Re: [PATCH 2/4] xfs: force writes to delalloc regions to unwritten

From: Dave Chinner <david@fromorbit.com>
To: Brian Foster <bfoster@redhat.com>
Cc: "Darrick J. Wong" <darrick.wong@oracle.com>, linux-xfs@vger.kernel.org
Subject: Re: [PATCH 2/4] xfs: force writes to delalloc regions to unwritten
Date: Tue, 19 Mar 2019 07:35:06 +1100	[thread overview]
Message-ID: <20190318203506.GQ23020@dastard> (raw)
In-Reply-To: <20190318124039.GA17956@bfoster>

On Mon, Mar 18, 2019 at 08:40:39AM -0400, Brian Foster wrote:
> On Mon, Mar 18, 2019 at 09:40:11AM +1100, Dave Chinner wrote:
> > On Fri, Mar 15, 2019 at 08:29:40AM -0400, Brian Foster wrote:
> > > On Fri, Mar 15, 2019 at 02:40:38PM +1100, Dave Chinner wrote:
> > > > > If the delalloc extent crosses EOF then I think it makes sense to map it
> > > > > in as unwritten, issue the write, and convert the extent to real during
> > > > > io completion, and not split it up just to avoid having unwritten
> > > > > extents past EOF.
> > > > 
> > > > Yup, makes sense. For a sequential write, they should always be
> > > > beyond EOF. For anything else, we use unwritten.
> > > > 
> > > 
> > > I'm not quite sure I follow the suggested change in behavior here tbh so
> > > maybe this is not an issue, but another thing to consider is whether
> > > selective delalloc -> real conversion for post-eof extents translates to
> > > conditional stale data exposure vectors in certain file extension
> > > scenarios.
> > 
> > No, it doesn't because the transaction that moves EOF is done after
> > the data write into the region it exposes is complete. hence the
> > device cache flush that occurs before the log write containing the
> > transaction that moves the EOF will always result in the data being
> > on stable storage *before* the extending szie transaction hits the
> > journal and exposes it.
> > 
> 
> Ok, but this ordering alone doesn't guarantee the data we've just
> written is on-disk before the transaction hits the log.
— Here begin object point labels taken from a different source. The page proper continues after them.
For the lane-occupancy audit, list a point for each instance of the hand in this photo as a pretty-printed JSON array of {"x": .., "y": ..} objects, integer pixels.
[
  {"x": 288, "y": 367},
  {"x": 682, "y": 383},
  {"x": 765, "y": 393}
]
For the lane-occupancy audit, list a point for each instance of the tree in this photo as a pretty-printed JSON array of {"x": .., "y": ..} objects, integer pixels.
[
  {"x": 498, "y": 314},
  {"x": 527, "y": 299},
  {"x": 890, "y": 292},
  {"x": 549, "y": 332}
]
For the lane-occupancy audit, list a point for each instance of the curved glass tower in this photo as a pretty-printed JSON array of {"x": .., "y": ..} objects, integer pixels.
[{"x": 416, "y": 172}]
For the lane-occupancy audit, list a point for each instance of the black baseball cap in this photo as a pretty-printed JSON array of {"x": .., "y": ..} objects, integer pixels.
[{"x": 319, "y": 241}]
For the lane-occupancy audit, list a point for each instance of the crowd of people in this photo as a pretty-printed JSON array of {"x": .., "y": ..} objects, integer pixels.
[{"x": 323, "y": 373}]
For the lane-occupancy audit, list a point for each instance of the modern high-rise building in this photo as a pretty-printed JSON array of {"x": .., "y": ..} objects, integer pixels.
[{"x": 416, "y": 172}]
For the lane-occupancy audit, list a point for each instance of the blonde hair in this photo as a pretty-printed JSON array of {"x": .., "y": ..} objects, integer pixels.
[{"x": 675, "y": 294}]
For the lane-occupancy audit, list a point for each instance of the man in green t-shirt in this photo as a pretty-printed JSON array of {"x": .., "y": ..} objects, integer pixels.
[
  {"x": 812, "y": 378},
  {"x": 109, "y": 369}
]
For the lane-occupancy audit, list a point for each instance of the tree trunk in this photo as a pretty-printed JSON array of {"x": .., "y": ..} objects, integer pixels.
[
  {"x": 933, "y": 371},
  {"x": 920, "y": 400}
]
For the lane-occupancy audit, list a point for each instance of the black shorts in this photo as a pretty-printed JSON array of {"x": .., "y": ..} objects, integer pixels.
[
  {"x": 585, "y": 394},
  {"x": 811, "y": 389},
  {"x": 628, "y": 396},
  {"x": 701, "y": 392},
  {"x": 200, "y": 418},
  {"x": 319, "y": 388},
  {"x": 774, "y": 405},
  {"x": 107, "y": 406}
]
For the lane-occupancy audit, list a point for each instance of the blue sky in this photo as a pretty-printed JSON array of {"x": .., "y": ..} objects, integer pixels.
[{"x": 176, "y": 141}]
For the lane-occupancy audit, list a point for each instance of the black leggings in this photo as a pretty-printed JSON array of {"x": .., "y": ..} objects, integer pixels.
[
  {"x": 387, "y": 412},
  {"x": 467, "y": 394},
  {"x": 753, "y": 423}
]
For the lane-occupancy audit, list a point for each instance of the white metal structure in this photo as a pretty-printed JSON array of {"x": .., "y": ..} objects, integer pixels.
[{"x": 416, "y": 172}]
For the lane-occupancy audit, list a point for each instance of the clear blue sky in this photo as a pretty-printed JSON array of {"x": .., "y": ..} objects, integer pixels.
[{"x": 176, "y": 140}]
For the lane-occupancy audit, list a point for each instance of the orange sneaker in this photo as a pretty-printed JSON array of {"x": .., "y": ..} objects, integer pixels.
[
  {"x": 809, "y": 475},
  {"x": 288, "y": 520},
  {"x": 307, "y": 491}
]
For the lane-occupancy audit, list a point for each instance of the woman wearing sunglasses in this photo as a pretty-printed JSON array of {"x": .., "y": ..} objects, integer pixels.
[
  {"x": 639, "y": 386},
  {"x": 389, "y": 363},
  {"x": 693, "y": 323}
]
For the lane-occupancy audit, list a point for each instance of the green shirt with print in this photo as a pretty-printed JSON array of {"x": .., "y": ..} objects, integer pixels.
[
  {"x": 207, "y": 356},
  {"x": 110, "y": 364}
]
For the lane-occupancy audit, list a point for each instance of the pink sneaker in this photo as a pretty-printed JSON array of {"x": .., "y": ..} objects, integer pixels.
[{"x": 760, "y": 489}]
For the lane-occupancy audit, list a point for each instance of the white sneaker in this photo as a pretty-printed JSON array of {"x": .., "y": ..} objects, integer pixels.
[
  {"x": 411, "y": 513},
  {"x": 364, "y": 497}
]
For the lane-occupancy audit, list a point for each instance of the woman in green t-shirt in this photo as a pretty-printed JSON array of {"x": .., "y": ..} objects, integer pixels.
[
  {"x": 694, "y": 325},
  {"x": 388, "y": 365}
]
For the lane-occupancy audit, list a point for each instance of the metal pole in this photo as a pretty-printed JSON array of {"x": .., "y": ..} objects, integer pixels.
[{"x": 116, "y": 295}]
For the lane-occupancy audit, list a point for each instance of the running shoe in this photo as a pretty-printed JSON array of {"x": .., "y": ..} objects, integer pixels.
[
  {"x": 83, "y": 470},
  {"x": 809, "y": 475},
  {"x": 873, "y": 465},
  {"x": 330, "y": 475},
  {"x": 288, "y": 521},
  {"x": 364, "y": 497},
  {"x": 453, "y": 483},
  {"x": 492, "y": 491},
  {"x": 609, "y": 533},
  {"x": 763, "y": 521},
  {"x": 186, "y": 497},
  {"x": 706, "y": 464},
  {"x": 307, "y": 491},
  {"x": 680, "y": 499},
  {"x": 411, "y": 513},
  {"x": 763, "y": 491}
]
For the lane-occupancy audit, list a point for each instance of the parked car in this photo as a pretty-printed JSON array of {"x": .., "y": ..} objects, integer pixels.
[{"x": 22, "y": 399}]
Which transaction are you talking about? This ordering guarantees
that the data is on stable storage before the EOF size change
transactions that exposes the region is on disk (that's the whole
point of updates after data writes).

If you are talking about the allocation transaction taht we are
going to write the data into, then you are right that it doesn't
guarantee that the data is on disk before that commits, but when the
allocation is beyond EOF it doesn't matter ebcause is won't be
exposed until after the data is written and the EOF moving
transaction is committed.

As I've previously proposed, what I suspect we should be doing is
not commiting the allocation transaction until IO completion, which
closes this stale data exposure hole completely and removes the need
for allocating unwritten extentsi and then having to convert them.
Direct IO could also do this, and so it could stop using unwritten
extents, too....

> > > I think even the post-eof zeroing code may be susceptible to
> > > this problem if the log happens to push after a truncate transaction
> > > commits but before the associated dirty pages are written back..
> > 
> > That's what this code in xfs_setattr_size() handles:
> > 
> >         /*
> >          * We are going to log the inode size change in this transaction so
> >          * any previous writes that are beyond the on disk EOF and the new
> >          * EOF that have not been written out need to be written here.  If we
> >          * do not write the data out, we expose ourselves to the null files
> >          * problem. Note that this includes any block zeroing we did above;
> >          * otherwise those blocks may not be zeroed after a crash.
> >          */
> >         if (did_zeroing ||
> >             (newsize > ip->i_d.di_size && oldsize != ip->i_d.di_size)) {
> >                 error = filemap_write_and_wait_range(VFS_I(ip)->i_mapping,
> >                                                 ip->i_d.di_size, newsize - 1);
> >                 if (error)
> >                         return error;
> >         }
> > 
> 
> Ah, I forgot about this code. So this combined with the above provides
> correctness for this particular case with respect to stale data exposure
> after a crash. AFAICT this is still a performance tradeoff as the
> zeroing may not be necessary if the post-eof extents happened to be
> unwritten. This optimization is also achieved "for free" in this path
> because did_zeroing is only set if iomap had to physically zero some
> pages.
> 
> This also only covers one extension scenario. It looks like the typical
> write extend scenario is intended to be handled similarly by submitting
> the di_size update transaction from data write completion. It looks to
> me that this should be fairly robust in most common cases (i.e.,
> background writeback and/or fsync()), but I'm not totally convinced this
> is always robust because write time extension doesn't perform the same
> kind of writeback ordering as the truncate example above.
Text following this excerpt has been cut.